Colony Collapse Disorder is the name given to the mysterious condition decimating the honey bee population that is being blamed on everything from using a combination of certain pesticides to global warming to trucking hives of stressed out bees all over the place to pollinate. The Argonaut reports that the sudden and rapid decline of the bee population has gotten the attention of President Barack Obama, who had two hives installed at the White House garden this summer — making him the nation’s most high-profile urban beekeeper. In June, the President created a Pollinator Task Force to establish a federal strategy aimed at promoting the health of honeybees and other pollinators. The issue is serious enough that the task force issued a statement explaining that Honeybee pollination alone adds more than $15 billion in value to agricultural crops each year in the United States and the recent severe yearly declines have created concern that bee colony losses could reach a point from which the commercial pollination industry would not be able to adequately recover.
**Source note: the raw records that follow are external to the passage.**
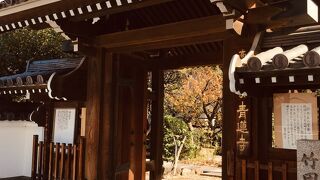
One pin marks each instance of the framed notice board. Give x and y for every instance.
(295, 118)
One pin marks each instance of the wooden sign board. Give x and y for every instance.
(295, 118)
(64, 125)
(243, 131)
(308, 156)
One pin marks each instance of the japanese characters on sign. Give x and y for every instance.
(6, 3)
(308, 156)
(295, 118)
(296, 123)
(243, 133)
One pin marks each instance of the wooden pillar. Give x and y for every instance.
(231, 46)
(157, 124)
(105, 148)
(94, 92)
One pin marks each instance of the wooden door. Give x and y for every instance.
(130, 119)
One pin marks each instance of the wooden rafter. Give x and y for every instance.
(207, 29)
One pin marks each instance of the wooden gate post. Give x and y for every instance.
(34, 157)
(231, 46)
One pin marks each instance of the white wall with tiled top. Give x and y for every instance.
(16, 139)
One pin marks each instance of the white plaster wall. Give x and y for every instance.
(16, 139)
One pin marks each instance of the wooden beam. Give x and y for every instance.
(284, 14)
(119, 9)
(207, 29)
(177, 62)
(41, 11)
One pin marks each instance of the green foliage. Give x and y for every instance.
(23, 45)
(176, 129)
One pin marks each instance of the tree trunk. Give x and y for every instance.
(190, 126)
(177, 155)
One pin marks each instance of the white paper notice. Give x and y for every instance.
(296, 123)
(64, 125)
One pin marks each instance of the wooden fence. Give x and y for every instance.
(57, 161)
(271, 170)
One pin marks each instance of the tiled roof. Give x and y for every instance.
(37, 75)
(288, 60)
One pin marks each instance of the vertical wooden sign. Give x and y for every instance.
(243, 127)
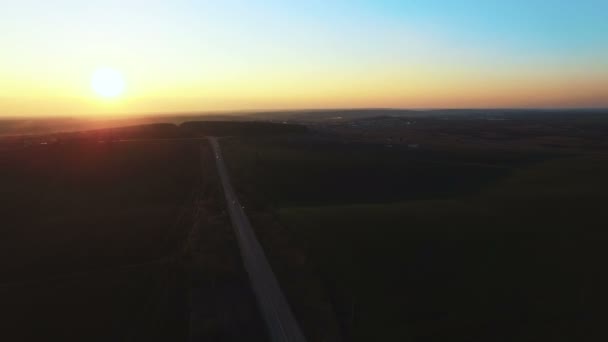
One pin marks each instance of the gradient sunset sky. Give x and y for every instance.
(188, 56)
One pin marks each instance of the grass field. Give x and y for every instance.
(459, 244)
(91, 237)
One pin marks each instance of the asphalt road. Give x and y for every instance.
(279, 318)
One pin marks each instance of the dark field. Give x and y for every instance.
(113, 241)
(458, 241)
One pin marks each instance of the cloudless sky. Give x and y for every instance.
(205, 55)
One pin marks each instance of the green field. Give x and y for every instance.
(459, 244)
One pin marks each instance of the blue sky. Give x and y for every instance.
(243, 54)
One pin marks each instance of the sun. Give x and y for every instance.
(107, 83)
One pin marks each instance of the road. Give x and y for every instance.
(279, 318)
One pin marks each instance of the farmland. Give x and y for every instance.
(456, 241)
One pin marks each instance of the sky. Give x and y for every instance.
(196, 56)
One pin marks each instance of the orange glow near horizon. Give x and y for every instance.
(208, 57)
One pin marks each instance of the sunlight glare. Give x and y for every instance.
(107, 83)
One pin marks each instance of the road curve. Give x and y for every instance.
(279, 318)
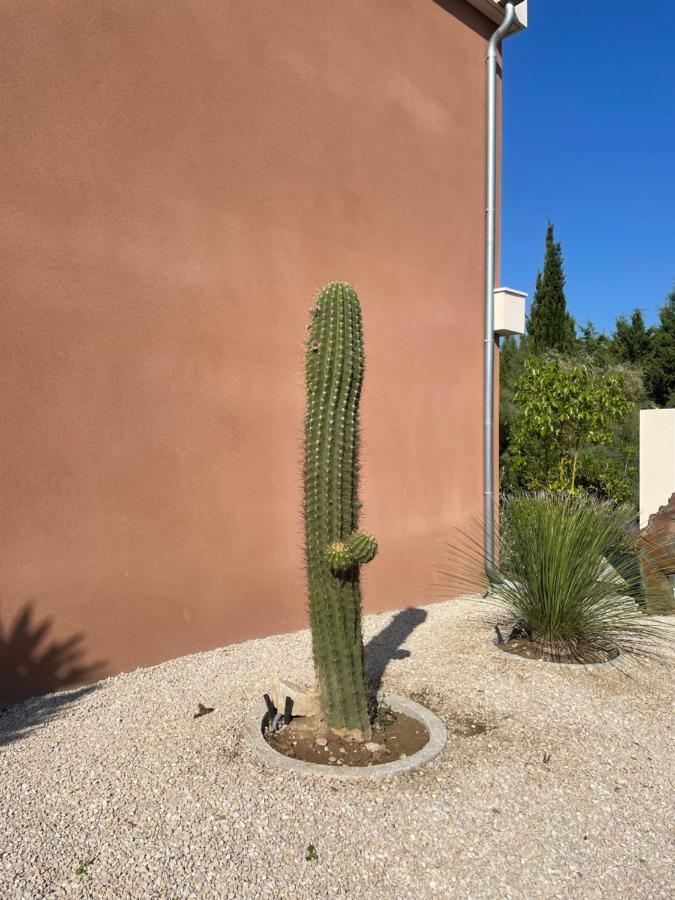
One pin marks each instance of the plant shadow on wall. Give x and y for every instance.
(32, 662)
(386, 646)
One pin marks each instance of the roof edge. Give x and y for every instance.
(494, 11)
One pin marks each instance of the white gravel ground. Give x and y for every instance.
(166, 806)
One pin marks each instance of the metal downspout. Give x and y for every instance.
(490, 231)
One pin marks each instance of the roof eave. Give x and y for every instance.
(495, 11)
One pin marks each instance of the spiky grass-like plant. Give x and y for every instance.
(569, 576)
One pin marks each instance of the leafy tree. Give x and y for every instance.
(549, 324)
(594, 346)
(563, 412)
(632, 340)
(660, 363)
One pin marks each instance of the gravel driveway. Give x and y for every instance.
(120, 780)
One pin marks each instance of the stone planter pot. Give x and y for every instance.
(551, 662)
(438, 737)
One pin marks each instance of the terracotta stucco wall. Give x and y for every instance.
(179, 180)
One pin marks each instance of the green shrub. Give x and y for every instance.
(569, 575)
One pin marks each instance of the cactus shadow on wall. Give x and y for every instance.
(32, 663)
(387, 645)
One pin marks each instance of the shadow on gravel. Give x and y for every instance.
(386, 645)
(18, 721)
(32, 662)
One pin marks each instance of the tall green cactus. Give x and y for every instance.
(335, 549)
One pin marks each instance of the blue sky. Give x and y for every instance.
(589, 142)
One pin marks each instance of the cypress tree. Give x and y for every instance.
(549, 324)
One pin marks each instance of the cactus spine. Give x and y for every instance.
(335, 549)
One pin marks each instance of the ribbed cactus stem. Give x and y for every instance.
(334, 547)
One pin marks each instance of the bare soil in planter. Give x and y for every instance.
(395, 736)
(584, 654)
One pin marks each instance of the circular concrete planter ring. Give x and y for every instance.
(552, 662)
(438, 737)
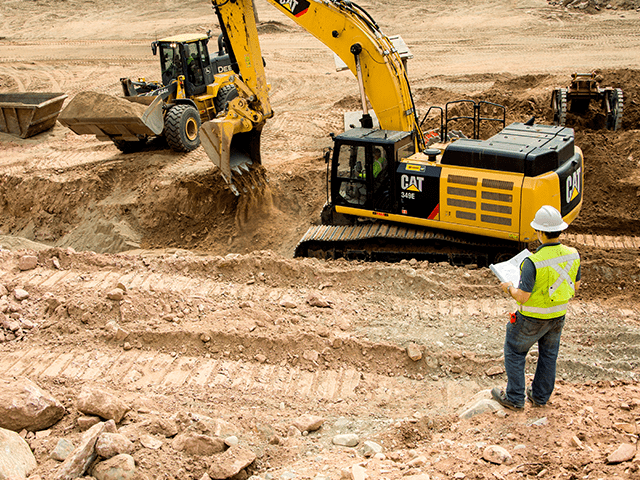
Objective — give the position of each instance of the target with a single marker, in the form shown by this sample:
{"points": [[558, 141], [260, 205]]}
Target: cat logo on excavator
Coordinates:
{"points": [[295, 7], [573, 185]]}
To that end, beekeepers have, for the past several years, celebrated National Honeybee Day to educate people about honeybees and promote efforts to keep them from extinction. This year’s National Honeybee Day is Saturday, Aug. 16, and the nonprofit L.A. beekeeper group Honey Love is marking the occasion with a party on Venice Beach. The event takes place from 10 a.m. to 2 p.m., with a group photo of participants at noon, near the lifeguard tower off Market Street near the Venice Skatepark. See you there?